PADI officials told me that when they researched the RDP, they used the then common ascent rate of no more than 60 FPM. They noted that there was no problem going slower than that. As mentioned earlier, multi-level diving makes for very slow, multiple stop ascents, and there does not seem to be a problem with them. But who really knows? There are too many options to study them all, and the traditional view seems to be working just fine.
 
...So, I can say with some authority, that there is no good evidence supporting a deep (12 meter) stop for NDL diving. On the other hand, unlike decompression diving, there is no research saying it does any harm. Many a multilevel diver spends way more than 5 minutes in that depth range as the dive draws to a close.
Funny, I had never thought of it that way.

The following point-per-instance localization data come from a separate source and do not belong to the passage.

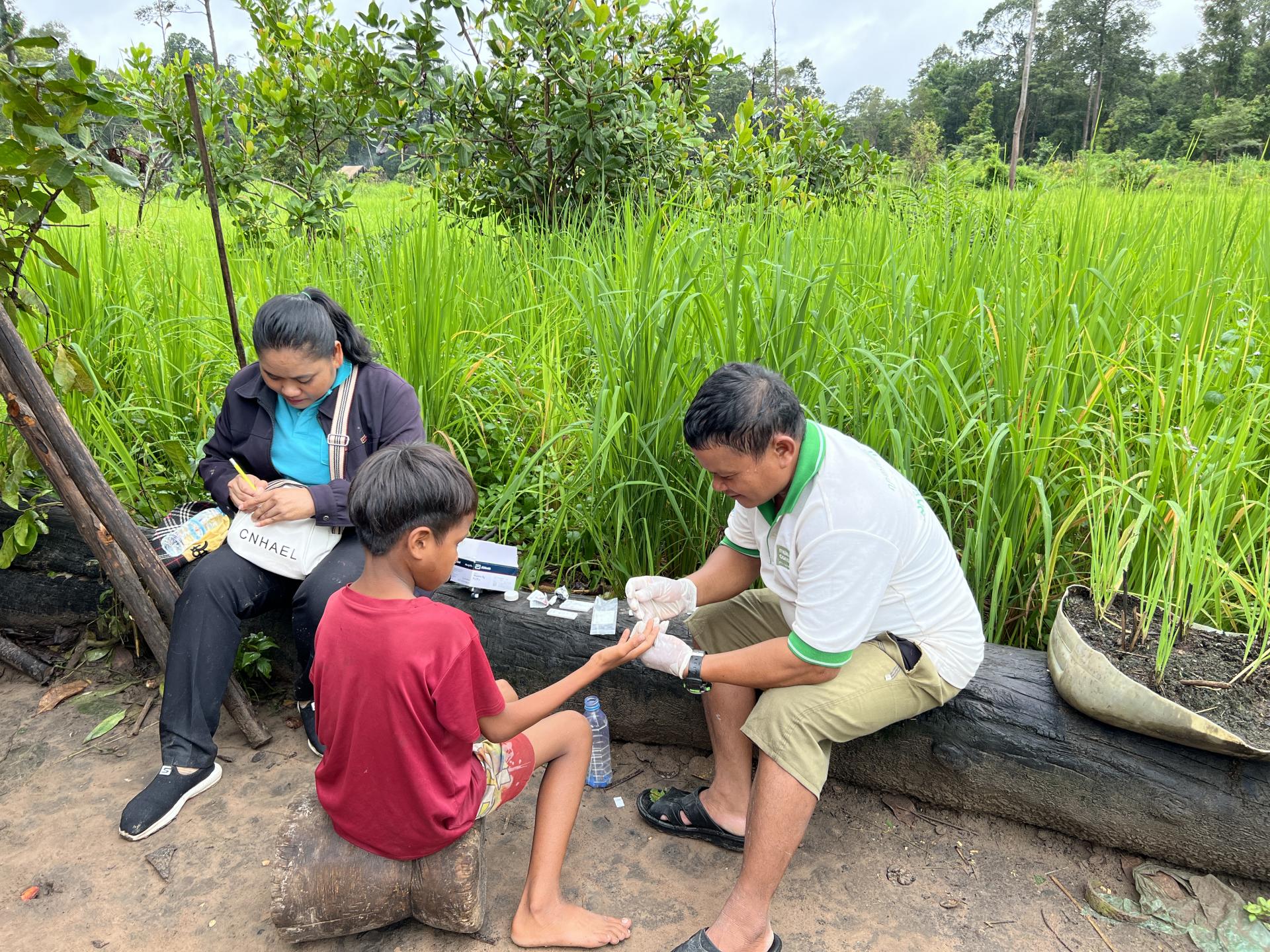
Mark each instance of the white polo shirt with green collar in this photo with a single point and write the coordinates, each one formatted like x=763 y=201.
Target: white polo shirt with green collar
x=854 y=553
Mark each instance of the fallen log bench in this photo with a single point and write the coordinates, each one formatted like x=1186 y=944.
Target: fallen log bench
x=1007 y=746
x=324 y=887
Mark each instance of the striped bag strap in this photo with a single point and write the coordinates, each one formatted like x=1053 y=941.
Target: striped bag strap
x=337 y=441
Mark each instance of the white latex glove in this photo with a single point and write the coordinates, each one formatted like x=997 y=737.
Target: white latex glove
x=657 y=597
x=668 y=654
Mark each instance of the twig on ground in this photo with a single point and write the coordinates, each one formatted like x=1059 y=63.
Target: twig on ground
x=1046 y=920
x=145 y=710
x=77 y=654
x=1214 y=684
x=628 y=777
x=1087 y=918
x=944 y=823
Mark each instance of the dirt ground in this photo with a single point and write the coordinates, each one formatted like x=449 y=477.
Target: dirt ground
x=977 y=883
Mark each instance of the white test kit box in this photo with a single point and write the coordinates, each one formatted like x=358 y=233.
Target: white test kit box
x=487 y=565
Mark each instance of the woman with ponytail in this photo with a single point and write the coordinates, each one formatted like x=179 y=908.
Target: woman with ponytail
x=275 y=423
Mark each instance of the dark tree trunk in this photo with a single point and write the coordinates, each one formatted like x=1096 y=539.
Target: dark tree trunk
x=1007 y=746
x=1023 y=95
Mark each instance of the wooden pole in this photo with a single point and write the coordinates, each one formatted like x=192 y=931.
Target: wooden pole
x=30 y=385
x=136 y=594
x=196 y=117
x=1023 y=95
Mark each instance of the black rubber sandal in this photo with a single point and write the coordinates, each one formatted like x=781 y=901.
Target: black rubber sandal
x=701 y=943
x=700 y=824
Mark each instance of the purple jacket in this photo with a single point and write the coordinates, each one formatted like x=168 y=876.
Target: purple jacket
x=385 y=411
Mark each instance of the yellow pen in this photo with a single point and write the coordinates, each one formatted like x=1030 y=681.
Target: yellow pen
x=249 y=480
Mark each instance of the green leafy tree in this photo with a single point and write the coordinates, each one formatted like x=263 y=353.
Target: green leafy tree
x=181 y=44
x=50 y=158
x=730 y=88
x=1224 y=44
x=570 y=106
x=1230 y=131
x=874 y=117
x=977 y=139
x=923 y=147
x=288 y=120
x=796 y=157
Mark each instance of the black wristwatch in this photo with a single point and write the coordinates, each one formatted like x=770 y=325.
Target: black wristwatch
x=693 y=682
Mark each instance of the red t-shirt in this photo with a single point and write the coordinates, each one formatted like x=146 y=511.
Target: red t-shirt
x=399 y=684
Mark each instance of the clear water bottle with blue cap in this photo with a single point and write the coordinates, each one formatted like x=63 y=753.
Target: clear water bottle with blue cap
x=600 y=771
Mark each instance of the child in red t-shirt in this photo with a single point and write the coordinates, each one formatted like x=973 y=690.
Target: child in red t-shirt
x=421 y=739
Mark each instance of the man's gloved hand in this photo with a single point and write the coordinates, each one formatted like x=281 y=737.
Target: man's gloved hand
x=657 y=597
x=668 y=654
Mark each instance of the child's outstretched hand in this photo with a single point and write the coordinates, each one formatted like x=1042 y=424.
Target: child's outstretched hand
x=630 y=645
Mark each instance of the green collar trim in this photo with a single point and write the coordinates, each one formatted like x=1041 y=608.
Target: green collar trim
x=810 y=459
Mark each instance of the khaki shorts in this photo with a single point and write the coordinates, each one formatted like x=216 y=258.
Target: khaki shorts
x=796 y=727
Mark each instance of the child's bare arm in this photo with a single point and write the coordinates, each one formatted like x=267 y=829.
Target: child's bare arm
x=520 y=715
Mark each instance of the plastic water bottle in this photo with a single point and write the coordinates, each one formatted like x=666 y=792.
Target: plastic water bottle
x=600 y=772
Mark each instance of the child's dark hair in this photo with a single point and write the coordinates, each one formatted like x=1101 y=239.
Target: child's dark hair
x=309 y=321
x=405 y=487
x=742 y=407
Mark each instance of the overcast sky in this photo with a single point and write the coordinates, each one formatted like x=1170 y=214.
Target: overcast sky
x=853 y=42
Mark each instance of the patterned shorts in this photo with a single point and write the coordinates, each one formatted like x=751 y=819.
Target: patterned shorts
x=508 y=767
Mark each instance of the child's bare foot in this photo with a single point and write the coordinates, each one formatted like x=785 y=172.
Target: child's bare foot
x=563 y=924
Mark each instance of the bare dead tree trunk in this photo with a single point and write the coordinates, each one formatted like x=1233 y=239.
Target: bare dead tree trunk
x=143 y=583
x=1089 y=110
x=1097 y=106
x=196 y=117
x=777 y=73
x=1023 y=95
x=5 y=27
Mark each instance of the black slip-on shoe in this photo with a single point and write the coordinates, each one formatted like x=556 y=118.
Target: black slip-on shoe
x=161 y=800
x=309 y=717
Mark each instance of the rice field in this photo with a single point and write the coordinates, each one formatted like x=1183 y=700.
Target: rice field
x=1074 y=377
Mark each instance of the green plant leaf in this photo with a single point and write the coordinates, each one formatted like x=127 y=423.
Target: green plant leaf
x=83 y=66
x=64 y=371
x=106 y=725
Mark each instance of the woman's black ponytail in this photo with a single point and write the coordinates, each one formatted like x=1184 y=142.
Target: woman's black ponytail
x=309 y=321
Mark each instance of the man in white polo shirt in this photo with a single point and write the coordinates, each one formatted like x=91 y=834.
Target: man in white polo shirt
x=865 y=619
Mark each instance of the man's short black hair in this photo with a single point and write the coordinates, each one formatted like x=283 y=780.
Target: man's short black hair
x=742 y=407
x=404 y=487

Many of us frequently do dives where we go out deeper on a wall dive and then come back shallower, a prolonged deep stop.
 
The final ascent from the last stop (3m/10ft or 6m/20ft) would normally be done slowly
Boyle's Law supports this. If you're comfortable with the bubble expansion rate afforded by, say, 30 fpm at 30 ft (10 mpm at 10 m), you would need to be ascending at 8 fpm (2.5 mpm) or slower at the surface to not exceed that expansion rate.

For such rates, it's useful to think of the rate in terms of seconds per ft (or meter). An easy rule from the safety stop would be ascending at 10 seconds per ft or 30 seconds per meter.
 
Thank you all for the advice and especially Boulderjohn for answering my question.

@tursiops : as is common in diving manuals or study material, no source is given unfortunately. It appeared for the first time in 2014 in this course as far as I can see. So it is relatively recent.
I read quiet a lot about decompression strategies and indeed never encountered this.